The remaining features are available before vessel arrival and suitable for real-world berth allocation prediction.


In [None]:
df_clean.columns

In [None]:
df_clean.info()

# Fix Data Types

In [None]:
numeric_cols_to_fix = [
    'Gross Tonnage',
    'Summer Deadweight (t)',
    'Length Overall (m)',
    'Beam (m)'
]

for col in numeric_cols_to_fix:
    df_clean[col] = pd.to_numeric(df_clean[col], errors='coerce')


In [None]:
df_clean[numeric_cols_to_fix].info()

### Data Type Correction
Several vessel physical characteristics were originally stored as object types.
These features were successfully converted to numerical format to ensure proper
statistical analysis and model compatibility.


# Missing Values

In [None]:
missing_ratio = df_clean.isna().mean().sort_values(ascending=False)
missing_ratio


## Missing Values Handling 
- Missing values were handled based on business logic and feature characteristics.
- Container-related features were filled with zero to indicate absence of containers,while categorical features were filled with 'Unknown'.
- Numerical features with low missing ratios were imputed using the median to preserve distribution stability.


In [None]:
te_cols = [col for col in df_clean.columns if col.startswith("TE_")]
df_clean[te_cols] = df_clean[te_cols].fillna(0)

In [None]:
cat_cols = df_clean.select_dtypes(include="object").columns
df_clean[cat_cols] = df_clean[cat_cols].fillna("Unknown")


In [None]:
num_cols = df_clean.select_dtypes(include=["int64", "float64"]).columns
num_cols = num_cols.drop("Berth_len", errors="ignore")  

for col in num_cols:
    df_clean[col] = df_clean[col].fillna(df_clean[col].median())


In [None]:
df_clean.isna().sum().sum()

# Categorical Cardinality Analysis

In [None]:
cat_cols = df_clean.select_dtypes(include="object").columns
df_clean[cat_cols].nunique().sort_values(ascending=False)


In [None]:
df_clean = df_clean.drop(columns=["ShipOwnerName", "ShipOwner_Id"])

In [None]:
def group_rare_categories(df, col, min_freq=0.01):
    freq = df[col].value_counts(normalize=True)
    rare = freq[freq < min_freq].index
    df[col] = df[col].replace(rare, "Other")
    return df

for col in ["VesselClass", "Service_Nm", "Service_ID"]:
    df_clean = group_rare_categories(df_clean, col)

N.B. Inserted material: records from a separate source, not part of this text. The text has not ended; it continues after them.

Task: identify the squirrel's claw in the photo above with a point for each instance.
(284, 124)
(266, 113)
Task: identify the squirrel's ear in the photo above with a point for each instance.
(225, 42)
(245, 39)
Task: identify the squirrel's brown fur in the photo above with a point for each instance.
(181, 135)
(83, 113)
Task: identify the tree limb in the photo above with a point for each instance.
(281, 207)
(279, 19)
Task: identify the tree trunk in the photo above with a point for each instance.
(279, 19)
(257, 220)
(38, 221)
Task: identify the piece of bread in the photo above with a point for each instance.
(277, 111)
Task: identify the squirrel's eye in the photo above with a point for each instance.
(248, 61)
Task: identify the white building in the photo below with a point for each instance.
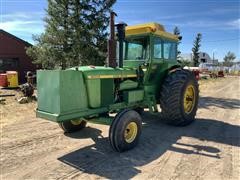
(203, 58)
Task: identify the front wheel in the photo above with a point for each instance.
(72, 125)
(125, 130)
(179, 98)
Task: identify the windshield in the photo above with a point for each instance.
(137, 48)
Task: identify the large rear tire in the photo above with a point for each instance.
(179, 98)
(72, 125)
(125, 130)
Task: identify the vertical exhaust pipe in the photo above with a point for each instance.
(121, 37)
(112, 42)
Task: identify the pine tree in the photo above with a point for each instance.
(196, 48)
(76, 34)
(177, 32)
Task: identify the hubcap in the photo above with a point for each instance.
(189, 99)
(76, 122)
(130, 132)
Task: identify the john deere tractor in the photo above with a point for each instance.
(145, 74)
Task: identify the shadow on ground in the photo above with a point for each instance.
(205, 102)
(156, 139)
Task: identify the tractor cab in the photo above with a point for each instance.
(151, 49)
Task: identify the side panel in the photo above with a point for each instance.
(73, 91)
(61, 92)
(48, 91)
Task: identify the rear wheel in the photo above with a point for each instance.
(125, 130)
(179, 98)
(72, 125)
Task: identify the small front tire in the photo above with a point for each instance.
(125, 130)
(72, 125)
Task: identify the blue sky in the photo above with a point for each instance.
(217, 20)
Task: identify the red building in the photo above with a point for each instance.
(13, 55)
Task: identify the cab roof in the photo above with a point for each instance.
(147, 28)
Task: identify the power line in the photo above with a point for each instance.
(220, 40)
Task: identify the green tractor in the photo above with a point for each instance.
(146, 75)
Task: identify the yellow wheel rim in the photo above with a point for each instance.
(76, 122)
(130, 132)
(189, 99)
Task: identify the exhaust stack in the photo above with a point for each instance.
(112, 43)
(121, 36)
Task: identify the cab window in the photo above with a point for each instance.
(137, 49)
(157, 48)
(169, 50)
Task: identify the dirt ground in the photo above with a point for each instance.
(33, 148)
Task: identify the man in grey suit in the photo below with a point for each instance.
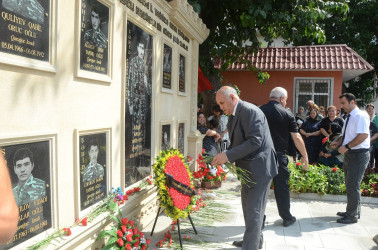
(252, 149)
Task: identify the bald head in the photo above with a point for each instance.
(227, 98)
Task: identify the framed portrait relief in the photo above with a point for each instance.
(167, 67)
(28, 33)
(182, 64)
(181, 136)
(166, 135)
(138, 101)
(93, 161)
(30, 164)
(94, 40)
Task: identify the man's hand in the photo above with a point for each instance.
(305, 163)
(220, 159)
(342, 149)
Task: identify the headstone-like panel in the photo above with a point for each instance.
(94, 37)
(138, 104)
(29, 168)
(25, 28)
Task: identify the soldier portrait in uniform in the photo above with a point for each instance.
(27, 8)
(166, 137)
(29, 188)
(30, 165)
(182, 74)
(94, 35)
(138, 104)
(181, 138)
(167, 67)
(93, 170)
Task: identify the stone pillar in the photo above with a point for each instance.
(195, 137)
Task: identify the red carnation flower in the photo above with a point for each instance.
(119, 233)
(124, 221)
(67, 231)
(131, 223)
(120, 242)
(84, 221)
(325, 139)
(129, 238)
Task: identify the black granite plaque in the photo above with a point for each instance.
(29, 168)
(181, 137)
(166, 137)
(93, 187)
(182, 74)
(25, 28)
(138, 103)
(167, 67)
(94, 37)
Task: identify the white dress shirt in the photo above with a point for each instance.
(358, 124)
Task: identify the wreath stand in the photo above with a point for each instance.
(178, 226)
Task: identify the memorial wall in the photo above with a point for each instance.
(92, 90)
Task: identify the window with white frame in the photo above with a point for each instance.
(317, 89)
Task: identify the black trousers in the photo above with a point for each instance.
(281, 187)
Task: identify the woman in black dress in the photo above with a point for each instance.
(312, 136)
(210, 141)
(332, 117)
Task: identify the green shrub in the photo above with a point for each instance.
(317, 179)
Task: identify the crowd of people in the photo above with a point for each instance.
(261, 138)
(319, 130)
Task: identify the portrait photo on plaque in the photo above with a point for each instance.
(29, 169)
(166, 137)
(94, 36)
(25, 28)
(138, 104)
(181, 137)
(182, 74)
(93, 164)
(167, 67)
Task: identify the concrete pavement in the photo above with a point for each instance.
(315, 228)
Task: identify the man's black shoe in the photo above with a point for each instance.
(343, 214)
(238, 243)
(287, 223)
(347, 220)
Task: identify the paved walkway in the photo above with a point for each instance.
(315, 229)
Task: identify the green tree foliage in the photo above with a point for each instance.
(231, 23)
(359, 30)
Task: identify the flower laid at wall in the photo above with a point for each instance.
(125, 236)
(173, 179)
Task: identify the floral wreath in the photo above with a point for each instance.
(171, 164)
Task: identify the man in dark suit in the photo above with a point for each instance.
(282, 127)
(251, 148)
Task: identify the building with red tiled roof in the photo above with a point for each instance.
(313, 72)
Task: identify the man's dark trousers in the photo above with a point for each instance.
(355, 163)
(281, 187)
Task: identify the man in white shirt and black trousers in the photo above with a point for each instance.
(354, 144)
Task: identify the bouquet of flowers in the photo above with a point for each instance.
(125, 236)
(213, 173)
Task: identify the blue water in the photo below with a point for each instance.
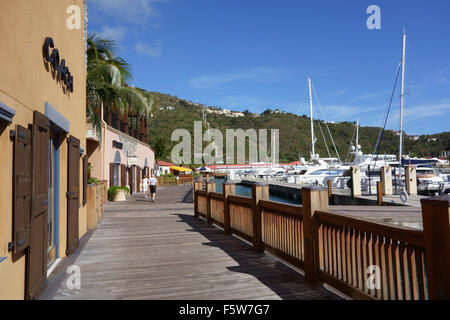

# Categorical Cardinality Reduction

- High-cardinality categorical features were analyzed to identify rarely occurring categories.
- Categories with very low frequency were grouped into a single "Other" class.
- This step helps reduce feature sparsity, control model complexity, and improve generalization.


In [None]:
cat_cols = df_clean.select_dtypes(include="object").columns

for col in cat_cols:
    df_clean[col] = df_clean[col].str.strip().str.lower()


# Categorical Value Standardization

- Categorical values were standardized by removing extra spaces and converting text to lowercase.
- This ensures consistency across category labels and prevents duplicated representations of the same category.


# Final Dataset Check

In [None]:
df_clean.shape

In [None]:
df_clean.isna().sum().sum()

In [None]:
df_clean[cat_cols].nunique().sort_values(ascending=False)

## Final Dataset Summary

- The dataset was cleaned and prepared for modeling with no missing values remaining.
- Data leakage was prevented by excluding post-arrival operational features.
- Categorical variables were standardized and high-cardinality features were reduced.
- The final dataset is ready for encoding and machine learning modeling.


In [None]:
# Save cleaned dataset for modeling
df_clean.to_csv("df_clean.csv", index=False)


- After completing data cleaning, preprocessing, and categorical cardinality reduction, the final cleaned dataset was saved for downstream modeling tasks.

- This cleaned dataset will be used as the single source of truth in the modeling and evaluation notebook.